Intra-kernel instruction-level layer — pipeline behavior, warp stall reasons, latency hot spots (Proton scope).
Accelerator-specific layer — proprietary-silicon counters (MTIA Insight: PE utilization, DPE/SFU/MLU stall cycles, per-PE memory bandwidth).

Compose these through a compiler-centric abstraction — job graphs:

Compiler transforms insert MLIR-level instrumentation.
Profiling passes collect metrics.
Trace synthesis produces structured output.

The structured diagnostic output — not scalar wall-clock — is what feeds back into the agent's next round. The search engine doesn't just see "kernel A is 1.2× faster than kernel B"; it sees "kernel A is memory-bound, kernel B is compute-bound" and directs the LLM synthesizer accordingly.

Canonical instance — Meta KernelEvolve (2026-04-02)¶

Meta's KernelEvolve Automated Evaluation Framework is the canonical wiki instance. Composition:

TritonBench — correctness + end-to-end speedup against PyTorch baselines.
PyTorch Profiler — system-level timeline.
NCU — per-kernel GPU metrics (NVIDIA).
Proton — intra-kernel instruction-level latency (NVIDIA).
MTIA Insight — accelerator-specific counters (MTIA).

Meta's canonical statement:

"The search engine doesn't just see 'kernel A is 1.2x faster than kernel B' — it sees why: whether the bottleneck is memory-bound, compute-bound, or limited by occupancy — and feeds that diagnostic signal back into the LLM synthesizer to guide the next round of candidates."

And on the harness's operational role:

"Under the hood, a purpose-built long-running job harness drives each iteration – compiling candidates, evaluating correctness and performance, profiling hardware utilization, and generating analysis reports – all while handling the multi-minute build cycles and infrastructure failures that make naive approaches impractical."

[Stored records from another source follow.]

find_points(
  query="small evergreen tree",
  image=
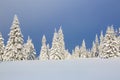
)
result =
(29, 51)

Why structured > scalar feedback¶

Three reasons:

The LLM needs the why to course-correct. "This kernel is memory-bound" points the synthesizer at tiling / prefetching / memory-layout transformations. "This kernel is 1.2× slower" doesn't.
The search engine needs structured gradings to choose node expansions. "Compute-bound + occupancy 40%" tells MCTS to try expanding toward tile-size + scheduling transformations; a scalar loss provides no such directional signal.
Candidates that are slower in aggregate may be architecturally promising. A kernel that's slower overall but hits 90% occupancy is often one fix away from a big win; the grading surfaces that.

Consequences¶

Positive:

Iteration converges — each round applies transformations targeted at the actual bottleneck, not random variations.
Benchmark headline numbers come from rare wins — KernelEvolve's 100% KernelBench pass rate depends on every candidate being evaluated deeply enough to catch both correctness and performance failures at the right layer.
Multi-platform — the same harness architecture scopes across NVIDIA + AMD + MTIA + CPU; each platform's profilers are plug-ins into the job-graph framework.

Negative / care required:

Harness engineering is expensive — Meta built this harness specifically; it's "purpose-built" to absorb multi-minute build cycles + infra failures. Naive implementations pay iteration-budget tax.
Profiling signal must be reliable — if the harness mis-classifies memory-bound as compute-bound, the agent's subsequent rounds chase the wrong fix.
Parallel evaluation is required for practical iteration speed — Meta runs "hundreds of candidates in parallel" on distributed infrastructure.

Seen in¶

Meta KernelEvolve (2026-04-02, canonical). First wiki canonicalisation of multi-layer structured-profiling-in-agent-loop at hyperscale. (Source: sources/2026-04-02-meta-kernelevolve-how-metas-ranking-engineer-agent-optimizes-ai-infrastructure)

concepts/agentic-kernel-synthesis — the system-level pattern this is an essential component of.
concepts/kernel-optimization-as-search — the algorithmic framing whose feedback loop this pattern closes.
systems/kernelevolve — production instance.
systems/tritonbench / systems/nvidia-ncu / systems/proton-profiler — constituent tools.
patterns/tree-search-over-llm-candidates — the pattern whose node-expansion policy consumes this harness's output.
patterns/agentic-rl-from-production-signal — the evaluation-harness output also becomes training data.
companies/meta — canonicalising source.